Social Holiness: Rapture

Social Holiness: Rapture

God Renews All Things

1 Thessalonians 4:13-18

Rev. Tim Callow

Preached Sun. Nov. 12th, 2023

Sin can be characterized as selfishness. It is our tendency to curve in on ourselves at the expense of others, and ultimately at the expense of ourselves. Sin leads to death, because we need to be open to others in order to live. So pride is placing yourself above others, greed is seeking to possess as much money and resources as possible, envy is wishing what someone else had was yours and hating them for it, lust is seeking to possess someone else as a sexual object, and so on. Holiness is the opposite of sin. Where sin draws us in on ourselves until we die, holiness opens us up to others that we would act selflessly and in love.

Holiness, in that sense, requires hope. As holiness opens us up to God and neighbor that we would encounter them not as the objects of our own satisfaction but as subjects we may love, hope is our open dependence on God. Our trust that he will bring his promises to past and bring all things to their end. You can’t have holiness if you are without hope.

You can’t follow Christ if you don’t have hope.

It is no surprise, then, that Paul speaks to our hope in Christ this morning. Paul tells the Church in Thessaloniki that he does not want them to be uninformed about those who have died, that they might grieve like those who have no hope. Perhaps Paul had heard that people were worried about people who had died since the Church was established since Christ had yet to return.
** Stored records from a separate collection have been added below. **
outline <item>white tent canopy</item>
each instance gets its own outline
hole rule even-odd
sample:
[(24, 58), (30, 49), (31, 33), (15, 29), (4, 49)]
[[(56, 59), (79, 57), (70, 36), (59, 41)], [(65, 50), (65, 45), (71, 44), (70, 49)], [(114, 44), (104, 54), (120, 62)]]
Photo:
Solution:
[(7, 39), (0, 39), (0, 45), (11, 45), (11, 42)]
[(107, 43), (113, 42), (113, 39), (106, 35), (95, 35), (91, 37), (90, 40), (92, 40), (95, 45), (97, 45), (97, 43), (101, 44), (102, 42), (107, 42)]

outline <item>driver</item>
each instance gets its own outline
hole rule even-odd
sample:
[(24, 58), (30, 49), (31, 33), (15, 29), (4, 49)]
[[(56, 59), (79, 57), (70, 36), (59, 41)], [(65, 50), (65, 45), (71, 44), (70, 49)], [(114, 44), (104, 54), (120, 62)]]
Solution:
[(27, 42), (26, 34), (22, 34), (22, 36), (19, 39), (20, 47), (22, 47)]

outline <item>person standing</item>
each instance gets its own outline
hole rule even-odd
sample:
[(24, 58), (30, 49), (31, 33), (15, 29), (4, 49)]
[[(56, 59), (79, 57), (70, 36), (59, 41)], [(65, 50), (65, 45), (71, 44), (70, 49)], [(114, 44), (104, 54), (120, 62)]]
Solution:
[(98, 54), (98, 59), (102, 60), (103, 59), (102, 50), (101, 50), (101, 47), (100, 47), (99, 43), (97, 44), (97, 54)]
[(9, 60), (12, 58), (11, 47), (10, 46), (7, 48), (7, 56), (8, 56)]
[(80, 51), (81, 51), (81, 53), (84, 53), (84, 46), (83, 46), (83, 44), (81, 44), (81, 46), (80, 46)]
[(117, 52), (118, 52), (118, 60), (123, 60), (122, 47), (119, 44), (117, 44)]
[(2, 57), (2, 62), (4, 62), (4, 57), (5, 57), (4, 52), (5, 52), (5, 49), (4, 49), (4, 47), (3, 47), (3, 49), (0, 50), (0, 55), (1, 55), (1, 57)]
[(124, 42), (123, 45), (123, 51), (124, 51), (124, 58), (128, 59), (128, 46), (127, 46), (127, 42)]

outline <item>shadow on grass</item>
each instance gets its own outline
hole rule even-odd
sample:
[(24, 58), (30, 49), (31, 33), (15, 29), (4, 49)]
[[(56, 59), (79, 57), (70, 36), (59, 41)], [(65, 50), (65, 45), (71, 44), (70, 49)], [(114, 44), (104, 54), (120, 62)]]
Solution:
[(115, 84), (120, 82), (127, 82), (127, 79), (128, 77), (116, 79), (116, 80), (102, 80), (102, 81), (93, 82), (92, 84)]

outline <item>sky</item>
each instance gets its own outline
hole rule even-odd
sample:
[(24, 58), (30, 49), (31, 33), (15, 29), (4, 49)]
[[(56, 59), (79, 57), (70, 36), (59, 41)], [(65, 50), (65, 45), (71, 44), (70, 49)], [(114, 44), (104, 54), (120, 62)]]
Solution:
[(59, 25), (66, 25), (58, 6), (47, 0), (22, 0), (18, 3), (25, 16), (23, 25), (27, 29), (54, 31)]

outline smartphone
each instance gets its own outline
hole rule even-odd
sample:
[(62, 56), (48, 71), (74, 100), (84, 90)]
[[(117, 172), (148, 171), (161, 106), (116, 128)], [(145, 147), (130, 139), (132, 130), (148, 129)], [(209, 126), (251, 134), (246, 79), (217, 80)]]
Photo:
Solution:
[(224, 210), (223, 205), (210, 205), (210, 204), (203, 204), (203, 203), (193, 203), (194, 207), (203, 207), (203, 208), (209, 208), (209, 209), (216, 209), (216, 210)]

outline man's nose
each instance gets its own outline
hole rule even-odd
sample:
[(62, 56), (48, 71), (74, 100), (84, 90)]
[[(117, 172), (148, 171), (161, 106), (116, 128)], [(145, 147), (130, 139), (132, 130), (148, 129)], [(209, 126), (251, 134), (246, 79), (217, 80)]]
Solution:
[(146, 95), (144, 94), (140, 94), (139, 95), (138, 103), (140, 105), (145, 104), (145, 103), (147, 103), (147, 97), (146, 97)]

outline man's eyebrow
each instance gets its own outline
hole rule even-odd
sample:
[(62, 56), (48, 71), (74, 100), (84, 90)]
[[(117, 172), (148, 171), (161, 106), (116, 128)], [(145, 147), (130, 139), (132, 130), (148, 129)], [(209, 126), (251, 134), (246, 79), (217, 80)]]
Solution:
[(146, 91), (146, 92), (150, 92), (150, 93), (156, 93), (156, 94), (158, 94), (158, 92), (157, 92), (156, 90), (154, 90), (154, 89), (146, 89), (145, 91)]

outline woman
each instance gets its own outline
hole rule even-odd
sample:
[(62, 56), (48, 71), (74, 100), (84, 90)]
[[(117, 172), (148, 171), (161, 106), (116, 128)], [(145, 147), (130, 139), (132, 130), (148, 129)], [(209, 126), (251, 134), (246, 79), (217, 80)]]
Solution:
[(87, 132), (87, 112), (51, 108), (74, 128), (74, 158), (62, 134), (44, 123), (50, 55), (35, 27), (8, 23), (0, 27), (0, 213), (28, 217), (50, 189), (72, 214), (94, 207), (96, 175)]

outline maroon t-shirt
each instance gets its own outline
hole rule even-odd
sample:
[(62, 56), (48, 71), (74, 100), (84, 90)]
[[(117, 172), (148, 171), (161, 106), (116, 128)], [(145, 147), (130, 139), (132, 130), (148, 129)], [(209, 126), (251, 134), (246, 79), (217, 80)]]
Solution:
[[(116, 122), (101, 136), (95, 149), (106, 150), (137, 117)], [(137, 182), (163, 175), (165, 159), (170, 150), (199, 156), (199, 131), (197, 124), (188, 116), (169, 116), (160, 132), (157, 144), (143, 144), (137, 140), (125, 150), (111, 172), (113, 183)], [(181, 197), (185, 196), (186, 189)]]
If Jesus is the first fruits of the resurrection from the dead, and people die before he comes back, what becomes of them? How can this be? Paul wants to answer this.

He tells them that through Jesus God will bring with him those who have died. And he explains how. When Jesus returns the dead in Christ will rise first, and we will all be caught up with them to meet Jesus in the air. This, Paul says, ought to encourage us.

This passage is often misunderstood and it’s important to get some clarity because it concerns our hope in Christ. And if Paul wants us to be encouraged by his words we ought to be encouraged by what he actually says not what we think he says. This passage has often been interpreted as a text about the rapture. That is the idea that before Jesus comes to earth he will rapture up all the Christians so they will not have to endure the great tribulation. The most famous exponent of this theory now is probably the Left Behind series of books. The trouble is the rapture is taught nowhere in Scripture and no Christian believed it before the 19th century.

Our hope is not that we might leave the earth behind, or God might deliver us from suffering. The whole book of Revelation makes no sense if you assume the Church will be raptured before the tribulation takes place. The book is written to console Christians in tribulation. It presumes the Church will suffer, is suffering, and wants to know how long until Jesus returns.

Our hope is in our bodily resurrection and a new heaven and new earth. We do not hope to leave earth. We hope and pray for the redemption of this earth and for all things to be made new. For every tear to be wiped from every eye. For the glory of God to shine like the sun. Christianity is not an escapist religion. It’s not that we think we leave earth for heaven, it’s that God brings heaven to earth.

The image that Paul is using here is based on a royal entrance. In the Roman world if a king or general were to visit a city dignitaries would first leave the city to invite the king in. And there would be festivities. We actually get an example of such an entrance in Palm Sunday. Jesus is first met outside the city walls by the multitudes who lead him in with singing and rejoicing. Paul tells us it will be like that at the end when Jesus arrives in glory to set the world right. The archangels trumpet will herald his arrival, the dead in Christ will rise first and get in front of the line. Then the church militant will join them and meet Jesus in the air. The part that is implicit, but clear in the full context of Paul’s writings, is that Jesus will then come to earth in judgment. Because he must be all in all.

The key here is our hope in resurrection and in God making all things new. Our hope is not that we will fly away and abandon this earth. Our hope is that God will redeem this earth and make it new. God does not abandon the things he creates. He redeems them. God does not abandon us, God redeems us. And so too, we are not to abandon the world. But we are to be witnesses to the love and glory of God. Joyful, hopeful, loving witnesses. A people so full of scriptural holiness that we reform the nation and Church.